Pada masa inilah dimulai kodifikasi hukum-hukum tersebut, bersama-sama dengan permulaan kodifikasi al-Sunnah, dan menjelmalah hukum-hukum itu sebagai Ilmu Pengetahuan, karena sudah dilengkapi dengan dalil-dalilnya, Ulatnya dan dalil-dalil pokok yang umum, yang dari situ bercabang- cabang pula beberapa ilmu pengetahuan Agama Islam. Dan tokoh-tokoh ilmu itu disebut Fuqoha', sedang ilmunya disebut Fiqh. Adapun ilmu Fiqh yang pertama kali dikodifikasikan, sepanjang yang sampai kepada kita, ialah (kitab) Al-Muwaththo'-nya Imam Malik bin Anas, disusun atas dasar permintaan Khalifah al-Mansur, berisi mengenai al-Sunnah dan fatwa Sahabat serta Tabi'in dan Tabi'it Tabi'in yang sah menurut Imam Malik. Jadi kodifikasi tersebut merupakan Kitab Hadis dan Fiqh yang dijadikan asas bagi Fiqh Hijaz, disusul beberapa Kitab Fiqh oleh al-Imam Abu Yusuf, pengikut Abu Hanifah yang dijadikan sebagai asas Fiqh Iraq. Imam Muhammad bin al-Hasan pengikut Abu Hanifah pun tidak ketinggalan pula ikut mengkodifikasikan kitab-kitab yang lahirnya mengikuti riwayat enam, yang telah dihimpun oleh al-Hakim al-Syahid dalam kitabnya al-Kafi dan dikomentari oleh Imam al-Sahrasi dalam kitabnya al-Mahsuth yang dijadikan sebagai tempat kembali (referensi) mazhab Hanafi, Dan al-Imam Muhammad bin Idris al-Syafi'i mendiktekan kitabnya al-'Um di Mesir, yang dijadikan sebagai tiang/pilar Fiqh Mazhab Syafi'i.
B. llmu Ushulul Fiqh
Adapun ilmu Ushulul Fiqh, tidaklah tumbuh kecuali pada abad kedua Hijriah, karena pada abad pertama hijriah, ilmu tersebut belum diperlukan, di mana Rasul SAW. berfatwa dan menjatuhkan keputusan (hukum) menurut ajaran al-Quran yang diwahyukan kepadanya, dan menurut al-Sunnah yang diilhamkan kepadanya. Juga menurut ijtihadnya secara naluri (al-fitri) tanpa memerlukan ushul dan kaidah yang dijadikan pedoman dalam istimbath dan berijtihad. Sedangkan para sahabat Nabi SAW. memberikan fatwa hukum dan menelorkan keputusan dengan dalil-dalil nash yang dapat mereka pahami berdasarkan kemampuan bahasa Arab yang baik tanpa memerlukan kaidah bahasa yang dijadikan pedoman dalam memahami nash. Mereka juga melakukan istimbath terhadap hukum yang tidak terdapat nash baginya berdasarkan kemampuan mereka dalam membina hukum syariat Islam yang telah mereka jiwai lantaran pergaulan mereka dengan Rasulullah SAW. Disamping itu mereka juga menyaksikan sebab-sebab turunnya ayat dan datangnya hadis-hadis. Mereka telah memahami tujuan-tujuan pembuat hukum syariat Islam (syari') dan dasar-dasar pembentukannya.

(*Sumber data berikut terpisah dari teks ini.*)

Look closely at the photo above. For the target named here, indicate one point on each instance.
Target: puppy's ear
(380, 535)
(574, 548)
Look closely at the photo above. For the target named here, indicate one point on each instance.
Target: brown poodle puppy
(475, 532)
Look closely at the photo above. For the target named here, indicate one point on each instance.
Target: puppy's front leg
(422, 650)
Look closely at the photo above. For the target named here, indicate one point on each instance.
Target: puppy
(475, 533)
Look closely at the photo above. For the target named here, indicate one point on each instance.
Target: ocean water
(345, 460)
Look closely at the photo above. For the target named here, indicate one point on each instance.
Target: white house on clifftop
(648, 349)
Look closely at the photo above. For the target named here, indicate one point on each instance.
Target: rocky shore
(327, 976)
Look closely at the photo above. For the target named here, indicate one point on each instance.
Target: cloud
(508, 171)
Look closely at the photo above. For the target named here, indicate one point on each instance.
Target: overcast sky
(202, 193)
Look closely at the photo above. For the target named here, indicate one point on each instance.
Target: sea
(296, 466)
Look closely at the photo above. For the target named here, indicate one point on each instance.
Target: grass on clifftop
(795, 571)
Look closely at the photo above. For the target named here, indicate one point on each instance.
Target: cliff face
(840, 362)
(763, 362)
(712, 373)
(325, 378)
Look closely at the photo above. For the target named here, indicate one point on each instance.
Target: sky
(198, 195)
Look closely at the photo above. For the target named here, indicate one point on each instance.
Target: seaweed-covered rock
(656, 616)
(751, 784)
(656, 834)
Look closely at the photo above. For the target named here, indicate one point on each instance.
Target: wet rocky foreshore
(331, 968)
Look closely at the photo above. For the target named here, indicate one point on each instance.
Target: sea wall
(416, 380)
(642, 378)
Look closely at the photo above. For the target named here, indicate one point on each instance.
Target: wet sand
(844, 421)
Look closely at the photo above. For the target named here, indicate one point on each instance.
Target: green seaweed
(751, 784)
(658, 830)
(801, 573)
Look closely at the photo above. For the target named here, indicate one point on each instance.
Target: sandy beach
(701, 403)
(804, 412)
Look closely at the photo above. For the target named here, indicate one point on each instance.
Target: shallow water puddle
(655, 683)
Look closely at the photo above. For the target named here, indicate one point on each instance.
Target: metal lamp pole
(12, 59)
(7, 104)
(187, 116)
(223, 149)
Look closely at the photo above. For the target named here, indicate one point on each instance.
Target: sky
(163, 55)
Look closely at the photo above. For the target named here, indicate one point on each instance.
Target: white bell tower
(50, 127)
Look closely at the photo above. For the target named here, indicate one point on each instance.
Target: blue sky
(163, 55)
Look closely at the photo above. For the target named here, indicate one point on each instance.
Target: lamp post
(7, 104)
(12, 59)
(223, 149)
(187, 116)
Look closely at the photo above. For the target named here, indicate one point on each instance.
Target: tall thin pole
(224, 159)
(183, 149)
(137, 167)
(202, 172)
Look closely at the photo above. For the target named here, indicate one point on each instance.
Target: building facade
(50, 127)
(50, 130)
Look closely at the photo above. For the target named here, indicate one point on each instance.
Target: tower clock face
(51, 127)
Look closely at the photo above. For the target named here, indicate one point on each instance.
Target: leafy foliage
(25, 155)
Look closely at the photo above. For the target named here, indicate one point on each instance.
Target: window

Tetapi ketika kemenangan Islam makin bertambah luas dan bangsa Arab sudah bergaul dengan bangsa-bangsa lain, bergaul dalam bahasa dan bergaul dalam tulis-menulis, sehingga di dalam bahasa Arab terjadi beberapa mufrodat (kata-kata baru) dan uslub-uslub (gaya bahasa) yang bukan bahasa Arab, maka tidaklah kekal naluri bahasa itu dalam kondisi yang murni. Terjadilah kesamaran dan kemungkinan-kemungkinan lain yang harus terjadi dalam memahami nash. Dari itulah diperlukan menyu-sun batasan-batasan dan kaidah-kaidah bahasa, yang dengan itu nash bisa dipahami sebagaimana orang Arab dapat memahaminya lantaran datang sesuai dengan bahasanya. Fungsi menyusun kaidah itu adalah tidak jauh berbeda dengan diperlukannya menyusun kaidah-kaidah Nahwu, yang dengan itu seseorang bisa berbahasa secara baik.
Begitu juga ketika benar-benar telah jauh masa fajar pembentukan hukum syariat Islam (yakni masa pembentukannya), terjadilah perdebatan sengit di antara Ahlu al-Hadits dan Ahlu al-Ro'yi. Makin berani pula sebagian orang-orang yang bukan ahli ilmu agama (Ahlul Ahwa') menjadikan hujjah sesuatu yang bukan hujjah. Dan sebaliknya, mereka mengingkari sesuatu yang justru sebagai hujjah. Semua ini suatu dorongan dan motivasi disusunnya batasan-batasan dan bahasan-bahasan mengenai dalil syar'iyah dan syarat-syarat ataupun cara menggunakan dalil daripada dalil-dalil tersebut.
Keseluruhan bahasan-bahasan tentang penggunaan dalil dan batasan-batasan atau kaidah-kaidah bahasa itulah yang kemudian, menjelma menjadi ilmu Ushulul Fiqh.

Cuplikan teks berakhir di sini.